Cette discussion et cette critique contiennent des spoilers pour Les garçons saison 3, épisode 4, « Glorieux plan quinquennal ».
Les garçons a toujours été un spectacle remarquablement clair et cohérent dans ses thèmes centraux, s’appuyant fortement et avec confiance sur ses concepts centraux. C’est peut-être l’une des raisons pour lesquelles l’adaptation télévisée d’Eric Kripke est une expérience plus satisfaisante sur le plan holistique que les sources de Garth Ennis et Darick Robertson.
La première de la saison en trois épisodes a parfaitement rétabli la préoccupation de la série pour la masculinité en crise, reflétée dans les arcs de personnages de tout le monde, de Homelander (Antony Starr) à Butcher (Karl Urban) en passant par Hughie (Jack Quaid) et Todd (Matthew Gorman). « Glorious Five Year Plan » étend ce thème de manière organique, s’appuyant fortement sur Les garçons‘ souci de la parentalité en général et de la paternité en particulier.
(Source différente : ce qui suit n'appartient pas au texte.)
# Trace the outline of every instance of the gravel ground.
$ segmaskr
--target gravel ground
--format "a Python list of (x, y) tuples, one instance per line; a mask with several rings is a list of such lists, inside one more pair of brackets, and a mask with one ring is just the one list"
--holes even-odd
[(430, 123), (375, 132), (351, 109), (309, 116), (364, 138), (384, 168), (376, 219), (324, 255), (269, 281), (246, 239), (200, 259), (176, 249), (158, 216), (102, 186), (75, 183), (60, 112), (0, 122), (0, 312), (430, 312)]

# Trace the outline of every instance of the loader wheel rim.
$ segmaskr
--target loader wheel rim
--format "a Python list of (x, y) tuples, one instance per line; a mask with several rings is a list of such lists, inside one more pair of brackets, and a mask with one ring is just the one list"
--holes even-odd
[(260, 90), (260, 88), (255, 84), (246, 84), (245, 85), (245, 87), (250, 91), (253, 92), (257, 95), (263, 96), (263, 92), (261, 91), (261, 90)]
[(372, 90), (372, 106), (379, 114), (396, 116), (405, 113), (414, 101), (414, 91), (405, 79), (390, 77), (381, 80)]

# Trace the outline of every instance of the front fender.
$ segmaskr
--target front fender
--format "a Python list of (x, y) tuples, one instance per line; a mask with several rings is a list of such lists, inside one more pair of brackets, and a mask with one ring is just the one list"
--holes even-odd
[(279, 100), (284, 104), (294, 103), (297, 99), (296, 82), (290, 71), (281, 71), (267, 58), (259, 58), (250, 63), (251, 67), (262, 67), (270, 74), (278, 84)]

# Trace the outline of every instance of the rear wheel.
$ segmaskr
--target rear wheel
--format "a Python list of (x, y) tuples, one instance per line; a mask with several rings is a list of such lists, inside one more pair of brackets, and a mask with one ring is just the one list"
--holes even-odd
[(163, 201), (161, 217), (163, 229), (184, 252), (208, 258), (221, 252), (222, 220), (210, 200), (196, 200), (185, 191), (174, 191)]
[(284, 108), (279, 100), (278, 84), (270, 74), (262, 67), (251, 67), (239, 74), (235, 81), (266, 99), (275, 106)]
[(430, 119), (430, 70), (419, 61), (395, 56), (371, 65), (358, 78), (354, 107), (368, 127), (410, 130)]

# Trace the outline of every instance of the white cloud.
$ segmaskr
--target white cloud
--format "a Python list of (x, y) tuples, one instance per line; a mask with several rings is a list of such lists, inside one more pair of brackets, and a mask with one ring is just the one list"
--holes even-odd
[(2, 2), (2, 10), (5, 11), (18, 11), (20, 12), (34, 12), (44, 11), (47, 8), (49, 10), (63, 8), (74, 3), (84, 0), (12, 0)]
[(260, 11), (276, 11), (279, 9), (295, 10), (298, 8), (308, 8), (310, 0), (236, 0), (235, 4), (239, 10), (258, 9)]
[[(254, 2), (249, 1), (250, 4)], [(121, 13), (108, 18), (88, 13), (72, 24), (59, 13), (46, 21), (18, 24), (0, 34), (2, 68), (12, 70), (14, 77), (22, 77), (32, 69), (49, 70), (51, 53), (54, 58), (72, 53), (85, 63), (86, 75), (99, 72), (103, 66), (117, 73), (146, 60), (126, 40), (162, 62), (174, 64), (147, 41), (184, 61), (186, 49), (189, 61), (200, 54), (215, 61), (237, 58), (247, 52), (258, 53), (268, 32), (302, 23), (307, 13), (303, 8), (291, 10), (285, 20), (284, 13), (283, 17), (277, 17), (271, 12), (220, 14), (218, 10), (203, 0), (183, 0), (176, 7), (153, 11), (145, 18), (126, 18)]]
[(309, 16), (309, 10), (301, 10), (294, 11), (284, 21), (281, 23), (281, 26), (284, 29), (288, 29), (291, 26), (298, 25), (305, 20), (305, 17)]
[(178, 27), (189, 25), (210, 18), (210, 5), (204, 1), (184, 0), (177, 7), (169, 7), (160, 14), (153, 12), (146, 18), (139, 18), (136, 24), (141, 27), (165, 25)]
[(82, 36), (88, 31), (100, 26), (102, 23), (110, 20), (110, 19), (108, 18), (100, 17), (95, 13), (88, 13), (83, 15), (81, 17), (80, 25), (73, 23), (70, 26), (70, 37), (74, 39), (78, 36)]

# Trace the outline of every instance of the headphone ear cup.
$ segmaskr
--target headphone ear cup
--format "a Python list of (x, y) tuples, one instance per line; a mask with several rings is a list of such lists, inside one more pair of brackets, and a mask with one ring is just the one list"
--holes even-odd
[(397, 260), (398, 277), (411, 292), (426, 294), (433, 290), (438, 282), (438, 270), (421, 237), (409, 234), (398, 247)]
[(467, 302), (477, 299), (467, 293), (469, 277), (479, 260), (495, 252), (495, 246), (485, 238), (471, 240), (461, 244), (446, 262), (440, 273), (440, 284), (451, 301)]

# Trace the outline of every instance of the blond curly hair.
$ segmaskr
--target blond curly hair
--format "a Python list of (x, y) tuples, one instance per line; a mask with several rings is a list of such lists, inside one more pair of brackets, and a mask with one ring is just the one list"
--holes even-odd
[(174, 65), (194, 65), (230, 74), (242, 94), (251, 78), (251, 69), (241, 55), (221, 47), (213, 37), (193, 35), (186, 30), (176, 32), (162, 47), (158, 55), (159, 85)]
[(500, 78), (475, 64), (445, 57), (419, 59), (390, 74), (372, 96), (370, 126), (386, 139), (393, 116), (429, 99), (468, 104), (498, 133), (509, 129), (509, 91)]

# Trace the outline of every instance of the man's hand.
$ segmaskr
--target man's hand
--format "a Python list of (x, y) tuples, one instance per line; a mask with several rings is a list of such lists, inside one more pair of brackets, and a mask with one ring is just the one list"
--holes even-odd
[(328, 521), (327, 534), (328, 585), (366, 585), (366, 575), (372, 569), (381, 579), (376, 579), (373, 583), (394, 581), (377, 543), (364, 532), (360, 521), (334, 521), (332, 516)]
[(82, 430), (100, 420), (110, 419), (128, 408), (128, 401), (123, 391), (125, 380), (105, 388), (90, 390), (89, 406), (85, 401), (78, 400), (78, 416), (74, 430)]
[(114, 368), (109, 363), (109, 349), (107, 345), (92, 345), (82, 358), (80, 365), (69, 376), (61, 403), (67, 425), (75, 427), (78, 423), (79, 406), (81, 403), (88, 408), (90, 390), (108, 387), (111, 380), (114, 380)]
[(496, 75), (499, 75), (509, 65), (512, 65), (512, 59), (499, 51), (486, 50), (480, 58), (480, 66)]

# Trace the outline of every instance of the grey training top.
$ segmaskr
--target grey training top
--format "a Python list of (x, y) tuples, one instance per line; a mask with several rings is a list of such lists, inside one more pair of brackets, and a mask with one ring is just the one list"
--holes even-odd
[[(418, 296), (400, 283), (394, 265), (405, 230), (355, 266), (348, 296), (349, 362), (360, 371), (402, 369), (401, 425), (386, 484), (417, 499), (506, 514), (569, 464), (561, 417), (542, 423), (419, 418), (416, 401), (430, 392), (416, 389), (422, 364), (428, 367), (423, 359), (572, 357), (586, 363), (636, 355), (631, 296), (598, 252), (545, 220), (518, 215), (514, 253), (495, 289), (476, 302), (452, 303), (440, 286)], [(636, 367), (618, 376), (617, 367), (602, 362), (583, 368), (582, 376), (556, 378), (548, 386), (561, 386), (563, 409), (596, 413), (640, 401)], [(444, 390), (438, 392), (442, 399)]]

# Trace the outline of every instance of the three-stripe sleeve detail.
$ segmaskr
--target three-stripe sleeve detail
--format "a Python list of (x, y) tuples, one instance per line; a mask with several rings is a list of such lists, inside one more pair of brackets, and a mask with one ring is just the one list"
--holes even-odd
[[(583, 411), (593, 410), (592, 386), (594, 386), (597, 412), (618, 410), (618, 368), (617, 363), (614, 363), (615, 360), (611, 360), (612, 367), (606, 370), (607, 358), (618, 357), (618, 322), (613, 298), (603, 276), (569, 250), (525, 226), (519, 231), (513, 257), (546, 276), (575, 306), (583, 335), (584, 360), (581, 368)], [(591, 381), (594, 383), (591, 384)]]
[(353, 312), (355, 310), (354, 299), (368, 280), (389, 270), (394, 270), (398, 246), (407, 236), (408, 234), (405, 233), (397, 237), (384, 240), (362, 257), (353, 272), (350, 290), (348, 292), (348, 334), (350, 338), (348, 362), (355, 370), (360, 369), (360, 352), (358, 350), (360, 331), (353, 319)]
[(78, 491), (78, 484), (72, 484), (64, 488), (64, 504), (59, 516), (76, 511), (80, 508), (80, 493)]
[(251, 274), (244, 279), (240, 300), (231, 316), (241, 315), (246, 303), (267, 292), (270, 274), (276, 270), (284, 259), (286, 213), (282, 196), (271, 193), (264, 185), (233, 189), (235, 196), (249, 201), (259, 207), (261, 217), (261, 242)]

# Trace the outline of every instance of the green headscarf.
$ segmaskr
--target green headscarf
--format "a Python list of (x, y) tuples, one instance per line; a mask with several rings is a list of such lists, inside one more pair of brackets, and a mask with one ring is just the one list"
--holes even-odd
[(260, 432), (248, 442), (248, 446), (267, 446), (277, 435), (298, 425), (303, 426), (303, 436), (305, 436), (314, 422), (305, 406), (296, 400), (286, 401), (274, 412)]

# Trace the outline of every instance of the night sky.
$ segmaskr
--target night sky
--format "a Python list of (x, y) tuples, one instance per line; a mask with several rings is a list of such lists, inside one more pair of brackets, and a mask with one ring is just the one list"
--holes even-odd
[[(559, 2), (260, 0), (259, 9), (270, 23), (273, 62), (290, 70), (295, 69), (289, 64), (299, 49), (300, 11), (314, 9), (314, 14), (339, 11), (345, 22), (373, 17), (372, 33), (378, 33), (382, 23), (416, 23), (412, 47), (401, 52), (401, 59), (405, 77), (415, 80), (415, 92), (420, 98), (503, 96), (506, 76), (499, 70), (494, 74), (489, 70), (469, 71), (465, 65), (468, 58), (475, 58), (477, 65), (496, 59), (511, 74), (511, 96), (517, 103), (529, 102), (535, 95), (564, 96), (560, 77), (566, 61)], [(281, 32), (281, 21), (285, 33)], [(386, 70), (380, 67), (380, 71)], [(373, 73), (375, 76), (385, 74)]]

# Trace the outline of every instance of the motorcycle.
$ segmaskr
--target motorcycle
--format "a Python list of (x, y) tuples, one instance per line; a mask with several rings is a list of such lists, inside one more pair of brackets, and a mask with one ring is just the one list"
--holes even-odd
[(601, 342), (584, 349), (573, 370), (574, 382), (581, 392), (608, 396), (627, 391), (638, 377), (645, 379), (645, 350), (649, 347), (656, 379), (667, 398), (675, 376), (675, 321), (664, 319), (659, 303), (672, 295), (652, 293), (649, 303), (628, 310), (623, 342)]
Comme dans la première, Les garçons suggère que ses héros et ses méchants ne sont pas aussi différents les uns des autres qu’ils aimeraient le penser. Il semble approprié que Homelander et Butcher aient été liés principalement par leur relation avec Becca (Shantel VanSanten), l’épouse aujourd’hui décédée de Butcher, et qu’ils soient désormais liés par l’intermédiaire de son fils Ryan (Cameron Crovetti). Ryan est le fils biologique de Homelander mais porte le nom de famille de Butcher, et les deux hommes ont été ses pères.
Butcher a été façonné par sa relation avec son propre père violent (John Noble). Butcher a clairement intériorisé l’opinion que son père avait de lui. Les garçons soutient que les tendances autodestructrices de Butcher et son hostilité envers les autres sont une forme d’auto-punition. Quand Hughie surprend Butcher en train de s’injecter du V temporaire, Butcher avertit son service : « Cette merde ici, ce n’est pas du pouvoir. C’est une punition. Vous ne méritez rien de tout cela. Hughie répond: « Quoi, et vous faites? » Boucher n’est pas d’accord.
Homelander ne connaît même pas son père. Les saisons précédentes se concentraient sur ses impulsions œdipiennes, recherchant des mères porteuses et soulignant son obsession pour l’allaitement ou la traite. « Glorious Five Year Plan » se recentre sur l’absence d’une figure parentale masculine, suggérant qu’il s’est tourné vers le PDG de Vought Stanley Edgar (Giancarlo Esposito) comme un substitut potentiel. « Pourquoi es-tu toujours là, cherchant mon approbation comme si j’étais ton papa? » demande Edgard. « Et même si je l’étais, qu’y aurait-il à approuver? »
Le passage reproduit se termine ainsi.